Asked if this was correct, Mr. Virgin said he was not going to deny or confirm it, but that ‘we do not hesitate to use tear gas whenever we find it necessary.’

There has been no more trouble at Guelph, he added. He said the men are working hard and those kept in the exercise yard and dormitories are punishment for a demonstration agaisnt the food ‘seemed sorry they had caused trouble.’

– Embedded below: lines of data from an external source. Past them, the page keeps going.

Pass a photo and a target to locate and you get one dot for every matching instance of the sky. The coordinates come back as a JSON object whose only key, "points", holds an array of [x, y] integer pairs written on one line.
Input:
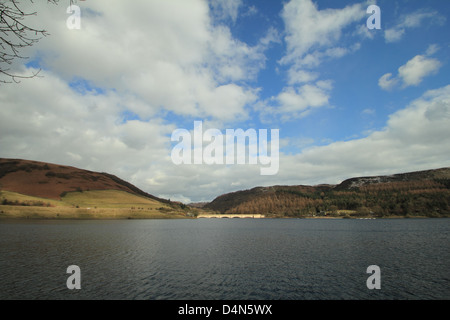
{"points": [[347, 100]]}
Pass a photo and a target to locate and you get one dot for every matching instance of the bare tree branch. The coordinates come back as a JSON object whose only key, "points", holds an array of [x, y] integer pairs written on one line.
{"points": [[15, 35]]}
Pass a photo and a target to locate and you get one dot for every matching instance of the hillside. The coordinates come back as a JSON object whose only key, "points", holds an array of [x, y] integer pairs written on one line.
{"points": [[45, 190], [423, 193], [52, 181]]}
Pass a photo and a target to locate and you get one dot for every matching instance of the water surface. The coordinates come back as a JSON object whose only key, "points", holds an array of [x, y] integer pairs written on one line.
{"points": [[225, 259]]}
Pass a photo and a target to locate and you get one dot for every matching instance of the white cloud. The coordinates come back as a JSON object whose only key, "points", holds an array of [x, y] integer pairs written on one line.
{"points": [[226, 9], [409, 21], [386, 82], [296, 102], [168, 55], [413, 72], [309, 28]]}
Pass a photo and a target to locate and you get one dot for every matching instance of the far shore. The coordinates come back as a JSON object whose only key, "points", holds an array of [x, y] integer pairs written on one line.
{"points": [[66, 213]]}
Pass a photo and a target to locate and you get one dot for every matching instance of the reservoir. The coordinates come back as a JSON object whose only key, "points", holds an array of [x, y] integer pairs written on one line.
{"points": [[226, 259]]}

Lights in the whole of Ontario reformatory were blazing at 11 o’clock last night, but there was no trouble, Mr. Virgin stated. He said lights usually were out at 10 p.m. Passengers on a train that passes near the reformatory said it was unusual to see the lights on at such a late hour.

‘I just got out of the Mercer last Friday,’ the woman, Lillian Johnson, 50, said in police court, when charged with being drunk, ‘and my nerves were shot after the riots.’

After a list of previous drunk convictions was read by the court clerk, Magistrate Elmore imposed sentence of 40 days.

‘You can’t send me back there,’ said the woman. ‘Why didn’t they print the truth about how we were beaten and given tear gas. I wasn’t in the riot, but I saw those girls beaten black and blue.’

A police matron and a court policeman struggled with accused several minutes before removing her to the cells.